I wanted them to re-read, and so I set up a jeopardy game for each class. The MSU Clear Rich Internet Activities site is a godsend. Their “Quiz Break” game is fast to set up. I spent literally ten minutes setting up a game for each of two classes. (PS You can do further edits on these, but remember to check what you called a game the first time, because you’ll have to give it the same name if you don’t want multiple copies showing up on your list.)
For once, I liked how I worked with it after that. First, we reviewed the reading (yeah, re-reading!). Then pairs of kids got whiteboards, markers and erasers. I would show a jeopardy square, and they would write the answer quickly. In one class, I gave credit to only the pair who finished first; in the other group, I gave credit to multiple right answers. White boards were waving all over the room! They kept track of their points. Here’s the game my beginners played. The headings aren’t very creative, because I really only took ten minutes to make up the game.
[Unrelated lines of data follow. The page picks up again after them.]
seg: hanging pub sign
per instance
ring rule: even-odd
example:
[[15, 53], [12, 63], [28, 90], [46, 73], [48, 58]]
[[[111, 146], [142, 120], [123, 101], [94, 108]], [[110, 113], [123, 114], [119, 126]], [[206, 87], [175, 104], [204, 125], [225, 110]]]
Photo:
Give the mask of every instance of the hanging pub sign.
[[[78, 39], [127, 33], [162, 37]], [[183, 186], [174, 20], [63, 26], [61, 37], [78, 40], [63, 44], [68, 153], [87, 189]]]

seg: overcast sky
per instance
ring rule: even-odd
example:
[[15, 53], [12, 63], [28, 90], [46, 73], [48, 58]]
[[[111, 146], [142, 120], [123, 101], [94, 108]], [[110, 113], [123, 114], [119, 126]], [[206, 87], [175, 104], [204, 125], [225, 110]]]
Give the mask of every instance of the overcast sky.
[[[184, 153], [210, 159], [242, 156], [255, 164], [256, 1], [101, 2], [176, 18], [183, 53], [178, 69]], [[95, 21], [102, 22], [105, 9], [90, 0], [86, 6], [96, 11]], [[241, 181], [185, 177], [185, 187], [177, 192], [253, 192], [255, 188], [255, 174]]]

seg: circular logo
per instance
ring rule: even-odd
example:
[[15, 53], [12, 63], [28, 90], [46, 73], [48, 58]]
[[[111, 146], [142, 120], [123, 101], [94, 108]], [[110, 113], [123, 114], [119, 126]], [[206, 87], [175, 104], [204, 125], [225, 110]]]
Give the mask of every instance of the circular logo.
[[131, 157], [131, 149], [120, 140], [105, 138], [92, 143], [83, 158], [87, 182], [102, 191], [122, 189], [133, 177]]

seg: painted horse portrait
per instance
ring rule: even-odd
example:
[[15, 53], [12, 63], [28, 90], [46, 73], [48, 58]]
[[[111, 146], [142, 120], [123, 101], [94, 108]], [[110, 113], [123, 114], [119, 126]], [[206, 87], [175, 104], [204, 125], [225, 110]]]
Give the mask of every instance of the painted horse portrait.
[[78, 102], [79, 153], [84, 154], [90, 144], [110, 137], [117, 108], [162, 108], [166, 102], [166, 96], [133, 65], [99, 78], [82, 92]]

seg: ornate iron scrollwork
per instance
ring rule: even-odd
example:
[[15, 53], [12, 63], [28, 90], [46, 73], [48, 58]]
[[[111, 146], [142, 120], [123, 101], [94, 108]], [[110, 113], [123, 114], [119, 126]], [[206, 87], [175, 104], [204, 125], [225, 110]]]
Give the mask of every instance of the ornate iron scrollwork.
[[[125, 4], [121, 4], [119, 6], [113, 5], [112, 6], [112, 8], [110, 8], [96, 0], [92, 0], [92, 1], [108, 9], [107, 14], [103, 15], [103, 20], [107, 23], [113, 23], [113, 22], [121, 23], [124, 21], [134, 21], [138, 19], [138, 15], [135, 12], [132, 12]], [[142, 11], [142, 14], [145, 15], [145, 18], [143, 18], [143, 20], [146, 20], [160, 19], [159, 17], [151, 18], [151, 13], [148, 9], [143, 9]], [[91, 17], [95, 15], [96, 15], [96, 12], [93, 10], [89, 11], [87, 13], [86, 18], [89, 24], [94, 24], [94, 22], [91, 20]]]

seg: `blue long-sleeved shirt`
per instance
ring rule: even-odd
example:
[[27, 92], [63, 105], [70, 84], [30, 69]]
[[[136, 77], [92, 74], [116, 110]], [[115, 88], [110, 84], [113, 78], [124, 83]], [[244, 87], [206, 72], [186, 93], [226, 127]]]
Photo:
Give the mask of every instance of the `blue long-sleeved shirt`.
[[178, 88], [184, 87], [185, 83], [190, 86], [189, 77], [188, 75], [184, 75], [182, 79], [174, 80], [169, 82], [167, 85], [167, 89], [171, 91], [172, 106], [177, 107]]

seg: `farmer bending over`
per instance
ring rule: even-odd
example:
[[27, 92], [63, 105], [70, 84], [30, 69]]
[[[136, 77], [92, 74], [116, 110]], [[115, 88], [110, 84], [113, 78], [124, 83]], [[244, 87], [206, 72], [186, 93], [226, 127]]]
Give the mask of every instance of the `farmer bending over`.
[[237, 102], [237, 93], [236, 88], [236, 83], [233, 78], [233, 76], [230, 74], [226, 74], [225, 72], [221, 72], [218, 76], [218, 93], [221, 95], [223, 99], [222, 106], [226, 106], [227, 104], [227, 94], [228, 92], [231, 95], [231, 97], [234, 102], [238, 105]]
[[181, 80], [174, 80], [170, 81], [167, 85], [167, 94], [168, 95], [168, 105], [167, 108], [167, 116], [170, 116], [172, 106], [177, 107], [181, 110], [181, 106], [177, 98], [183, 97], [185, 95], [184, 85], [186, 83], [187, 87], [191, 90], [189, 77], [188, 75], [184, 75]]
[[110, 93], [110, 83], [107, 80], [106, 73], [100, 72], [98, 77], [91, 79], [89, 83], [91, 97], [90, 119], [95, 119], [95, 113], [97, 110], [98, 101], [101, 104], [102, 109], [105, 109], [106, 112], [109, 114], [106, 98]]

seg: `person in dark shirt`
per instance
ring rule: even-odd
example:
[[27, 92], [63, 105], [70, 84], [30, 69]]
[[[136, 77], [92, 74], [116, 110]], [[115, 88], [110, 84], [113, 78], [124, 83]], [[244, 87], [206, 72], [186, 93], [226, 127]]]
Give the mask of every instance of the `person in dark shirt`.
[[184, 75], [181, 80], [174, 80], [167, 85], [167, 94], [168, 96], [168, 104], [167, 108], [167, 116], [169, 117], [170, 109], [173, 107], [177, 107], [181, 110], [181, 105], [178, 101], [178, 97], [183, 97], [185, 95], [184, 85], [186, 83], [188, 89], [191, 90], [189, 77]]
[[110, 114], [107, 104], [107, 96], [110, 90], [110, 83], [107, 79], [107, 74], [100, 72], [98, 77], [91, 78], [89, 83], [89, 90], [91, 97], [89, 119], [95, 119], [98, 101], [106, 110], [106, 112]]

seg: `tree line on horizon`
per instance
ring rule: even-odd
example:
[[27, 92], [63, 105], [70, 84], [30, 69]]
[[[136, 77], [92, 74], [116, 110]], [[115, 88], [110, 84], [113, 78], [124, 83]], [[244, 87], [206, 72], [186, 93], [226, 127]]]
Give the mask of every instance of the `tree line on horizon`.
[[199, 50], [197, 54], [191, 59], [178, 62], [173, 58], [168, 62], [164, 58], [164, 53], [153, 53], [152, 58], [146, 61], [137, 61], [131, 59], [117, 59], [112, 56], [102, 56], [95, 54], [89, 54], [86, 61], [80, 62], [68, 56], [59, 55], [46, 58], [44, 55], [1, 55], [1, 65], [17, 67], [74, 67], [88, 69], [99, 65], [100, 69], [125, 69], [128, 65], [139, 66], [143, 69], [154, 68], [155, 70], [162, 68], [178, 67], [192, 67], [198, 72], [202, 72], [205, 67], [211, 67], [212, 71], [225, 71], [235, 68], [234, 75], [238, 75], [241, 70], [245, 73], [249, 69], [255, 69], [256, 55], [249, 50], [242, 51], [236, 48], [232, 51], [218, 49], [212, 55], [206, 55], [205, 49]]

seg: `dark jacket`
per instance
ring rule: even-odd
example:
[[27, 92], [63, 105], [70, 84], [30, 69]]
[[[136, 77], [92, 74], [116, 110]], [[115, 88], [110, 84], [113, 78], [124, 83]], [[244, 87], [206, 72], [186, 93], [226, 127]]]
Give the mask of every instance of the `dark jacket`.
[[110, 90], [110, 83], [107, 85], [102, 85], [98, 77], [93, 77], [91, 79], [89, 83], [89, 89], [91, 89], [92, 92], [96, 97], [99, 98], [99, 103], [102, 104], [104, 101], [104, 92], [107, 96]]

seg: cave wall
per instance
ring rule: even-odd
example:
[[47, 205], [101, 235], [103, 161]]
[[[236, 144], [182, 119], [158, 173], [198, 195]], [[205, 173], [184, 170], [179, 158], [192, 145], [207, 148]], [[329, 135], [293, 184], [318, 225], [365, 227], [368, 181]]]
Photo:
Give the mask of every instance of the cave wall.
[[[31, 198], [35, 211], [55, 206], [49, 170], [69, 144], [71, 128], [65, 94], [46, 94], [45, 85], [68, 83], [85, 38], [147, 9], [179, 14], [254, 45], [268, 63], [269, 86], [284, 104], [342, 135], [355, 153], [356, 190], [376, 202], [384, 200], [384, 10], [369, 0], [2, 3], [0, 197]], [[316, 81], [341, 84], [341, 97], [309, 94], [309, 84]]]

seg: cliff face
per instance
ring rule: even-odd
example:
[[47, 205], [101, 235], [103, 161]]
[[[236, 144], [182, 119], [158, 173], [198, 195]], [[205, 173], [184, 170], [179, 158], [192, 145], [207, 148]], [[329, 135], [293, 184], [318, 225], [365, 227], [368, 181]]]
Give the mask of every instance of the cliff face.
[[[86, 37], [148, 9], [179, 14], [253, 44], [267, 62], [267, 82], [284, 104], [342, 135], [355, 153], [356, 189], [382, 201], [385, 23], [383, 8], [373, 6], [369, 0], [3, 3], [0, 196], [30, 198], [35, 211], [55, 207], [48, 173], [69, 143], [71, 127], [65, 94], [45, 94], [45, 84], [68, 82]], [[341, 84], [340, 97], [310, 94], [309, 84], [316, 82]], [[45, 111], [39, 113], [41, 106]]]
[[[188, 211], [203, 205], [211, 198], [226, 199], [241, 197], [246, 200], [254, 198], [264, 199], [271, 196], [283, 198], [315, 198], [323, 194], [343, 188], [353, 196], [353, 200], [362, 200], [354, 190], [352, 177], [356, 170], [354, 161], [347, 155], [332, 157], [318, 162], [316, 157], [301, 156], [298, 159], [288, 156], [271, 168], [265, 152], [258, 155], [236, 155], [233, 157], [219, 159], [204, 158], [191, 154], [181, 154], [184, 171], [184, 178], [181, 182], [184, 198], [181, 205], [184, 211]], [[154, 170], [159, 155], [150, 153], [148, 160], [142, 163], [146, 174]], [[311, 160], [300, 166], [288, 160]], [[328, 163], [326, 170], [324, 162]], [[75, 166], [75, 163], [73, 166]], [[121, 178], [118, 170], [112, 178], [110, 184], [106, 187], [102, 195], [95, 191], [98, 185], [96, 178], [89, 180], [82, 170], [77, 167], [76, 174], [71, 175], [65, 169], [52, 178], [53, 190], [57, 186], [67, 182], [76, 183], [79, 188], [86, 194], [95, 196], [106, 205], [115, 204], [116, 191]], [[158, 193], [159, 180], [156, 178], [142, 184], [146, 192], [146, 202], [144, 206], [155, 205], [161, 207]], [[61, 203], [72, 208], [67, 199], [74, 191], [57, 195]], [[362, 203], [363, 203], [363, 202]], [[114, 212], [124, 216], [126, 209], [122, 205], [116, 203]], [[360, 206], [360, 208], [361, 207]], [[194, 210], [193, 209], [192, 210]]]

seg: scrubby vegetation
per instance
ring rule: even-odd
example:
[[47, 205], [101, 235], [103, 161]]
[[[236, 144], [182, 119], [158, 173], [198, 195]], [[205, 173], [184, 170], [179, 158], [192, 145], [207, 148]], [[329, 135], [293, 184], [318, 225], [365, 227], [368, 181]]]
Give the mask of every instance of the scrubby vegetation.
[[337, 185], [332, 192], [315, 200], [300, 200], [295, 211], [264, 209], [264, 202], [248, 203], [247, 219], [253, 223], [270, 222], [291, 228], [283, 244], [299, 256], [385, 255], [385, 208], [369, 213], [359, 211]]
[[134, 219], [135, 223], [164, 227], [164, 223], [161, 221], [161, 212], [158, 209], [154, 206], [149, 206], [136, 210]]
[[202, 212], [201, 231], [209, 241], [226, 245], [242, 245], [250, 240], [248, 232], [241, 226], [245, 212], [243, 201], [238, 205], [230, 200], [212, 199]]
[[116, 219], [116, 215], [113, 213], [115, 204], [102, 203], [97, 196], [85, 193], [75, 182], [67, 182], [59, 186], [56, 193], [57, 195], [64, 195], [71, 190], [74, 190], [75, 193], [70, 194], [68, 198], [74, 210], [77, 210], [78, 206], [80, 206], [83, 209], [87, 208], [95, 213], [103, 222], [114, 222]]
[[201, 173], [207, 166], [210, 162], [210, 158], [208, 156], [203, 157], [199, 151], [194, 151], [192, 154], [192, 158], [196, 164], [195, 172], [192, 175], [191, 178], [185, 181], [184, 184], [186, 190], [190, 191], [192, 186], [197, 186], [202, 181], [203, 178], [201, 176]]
Then we went to the lab, where the kids played in pairs on individual computers. I put the link to the game into a post on our class website for them to get to it easily. After that, they took quizzes on Quizlet. I really liked giving them whiteboards to begin with, so that they were all trying to do it (instead of counting on just one person to give them the answers on a side in the classroom), and then breaking them into pairs meant that they read the questions again. What I might do in the future is reverse it, taking the books into the computer lab and making them have to really look for the answers. That way they might be a little more prepared for the game.
Repetition, repetition! Russians say, “Repetition is the mother of learning.”